What you’re doing is jump-starting the natural ecological succession while still working on nature’s time frame.
This is similar to chop-and-drop mulching, but on a much larger and more intensive scale. But don’t worry if you don’t have space for this sort of intensive method—you can do this on a smaller scale with non-woody nitrogen fixers and nitrogen-fixing shrubs.
The key is to follow the pattern of planting mostly nitrogen fixers on a new site, and then, over time, transitioning it to non-nitrogen fixing plants.
Putting it all Together and Getting Started with Nitrogen Fixers

I use a mix of these techniques depending on what my goals are. In this food forest I have chosen to just mix nitrogen-fixing plants in around my fruit trees. But as I continue to expand my food forests, I will shift to the longer-term practice of planting mostly nitrogen fixers and then transitioning to more productive trees and shrubs over time.
The core takeaway I want you to leave with is this: plant nitrogen fixers!
Far too often, people ignore these plants and instead bring in artificial fertilizers. The result is poor soils, polluted rivers and lakes, and die-offs in the oceans.
By working with nature, we can incorporate nitrogen fixers onto our property and mimic the natural process of ecological succession.
Start by mixing them into your existing plants. This could be as simple as planting red clover around your shrubs and trees.
Then chop-and-drop your nitrogen-fixing plants on a regular basis. Each spring, when the plants are growing but there is still plenty of moisture, go through and cut the nitrogen fixers back.
This will give your other plants a nice boost and also create a fresh mulch layer, which will help your plants deal with any summer droughts.
Then you can take it to the next level. You can start a new planting area by planting mostly nitrogen fixers and then slowly transitioning to more productive plants like fruit and nut trees or other perennial crops.
Using these techniques on your property can let you improve degraded lands and maintain existing productive areas.

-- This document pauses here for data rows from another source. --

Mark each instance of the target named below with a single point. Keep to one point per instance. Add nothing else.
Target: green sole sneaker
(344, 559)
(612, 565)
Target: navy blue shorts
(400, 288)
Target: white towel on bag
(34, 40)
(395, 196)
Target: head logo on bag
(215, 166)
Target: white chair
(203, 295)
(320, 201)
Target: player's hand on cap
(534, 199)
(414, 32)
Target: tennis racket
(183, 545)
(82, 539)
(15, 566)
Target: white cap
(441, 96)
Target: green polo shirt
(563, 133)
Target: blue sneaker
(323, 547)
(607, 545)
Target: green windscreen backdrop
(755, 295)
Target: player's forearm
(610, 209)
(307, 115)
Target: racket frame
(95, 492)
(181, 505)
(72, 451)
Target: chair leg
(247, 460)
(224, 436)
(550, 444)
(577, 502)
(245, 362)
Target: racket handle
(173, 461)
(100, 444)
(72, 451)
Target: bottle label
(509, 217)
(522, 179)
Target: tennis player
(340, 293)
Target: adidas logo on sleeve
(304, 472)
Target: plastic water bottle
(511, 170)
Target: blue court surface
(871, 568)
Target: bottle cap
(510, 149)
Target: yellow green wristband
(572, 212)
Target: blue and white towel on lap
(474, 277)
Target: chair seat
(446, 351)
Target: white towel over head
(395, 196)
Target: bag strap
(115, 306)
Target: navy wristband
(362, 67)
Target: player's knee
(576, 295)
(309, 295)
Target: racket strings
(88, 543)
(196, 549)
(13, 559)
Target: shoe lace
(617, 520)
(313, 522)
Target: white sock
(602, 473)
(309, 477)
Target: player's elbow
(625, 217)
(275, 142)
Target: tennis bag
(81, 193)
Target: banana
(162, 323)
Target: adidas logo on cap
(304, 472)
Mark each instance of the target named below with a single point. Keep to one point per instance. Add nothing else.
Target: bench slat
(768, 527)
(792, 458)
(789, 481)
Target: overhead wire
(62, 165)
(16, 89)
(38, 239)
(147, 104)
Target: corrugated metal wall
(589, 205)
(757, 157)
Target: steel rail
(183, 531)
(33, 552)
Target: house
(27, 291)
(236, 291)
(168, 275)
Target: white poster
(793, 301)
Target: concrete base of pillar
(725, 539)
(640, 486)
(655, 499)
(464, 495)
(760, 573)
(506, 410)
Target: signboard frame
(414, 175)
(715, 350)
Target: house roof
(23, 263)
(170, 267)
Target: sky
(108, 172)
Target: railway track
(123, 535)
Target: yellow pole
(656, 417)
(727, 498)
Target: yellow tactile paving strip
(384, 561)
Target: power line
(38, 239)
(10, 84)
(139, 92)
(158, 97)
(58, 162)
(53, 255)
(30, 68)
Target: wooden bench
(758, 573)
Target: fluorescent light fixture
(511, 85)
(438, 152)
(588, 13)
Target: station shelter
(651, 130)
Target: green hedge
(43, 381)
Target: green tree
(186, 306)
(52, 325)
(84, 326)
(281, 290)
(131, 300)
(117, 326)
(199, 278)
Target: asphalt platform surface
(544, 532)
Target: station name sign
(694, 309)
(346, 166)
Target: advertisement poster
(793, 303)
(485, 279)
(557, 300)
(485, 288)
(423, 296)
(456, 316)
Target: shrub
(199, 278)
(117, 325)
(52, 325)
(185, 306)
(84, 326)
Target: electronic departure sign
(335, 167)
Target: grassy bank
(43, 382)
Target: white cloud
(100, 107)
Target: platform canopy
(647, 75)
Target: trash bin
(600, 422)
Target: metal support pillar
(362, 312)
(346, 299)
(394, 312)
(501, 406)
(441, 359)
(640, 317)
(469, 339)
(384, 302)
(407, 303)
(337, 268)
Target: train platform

Of course, one other method that I didn’t cover in detail is to mix animals—both wildlife and domesticated animals—in your planting areas.
But don’t forget to follow nature’s lead and include nitrogen-fixing plants, too. This is how nature repairs degraded areas and maintains fertility over time, (along with wild animals in the mix).
When you cultivate abundance based on this model, you will have a productive landscape that nourishes people, plants and wildlife without polluting the downstream environment.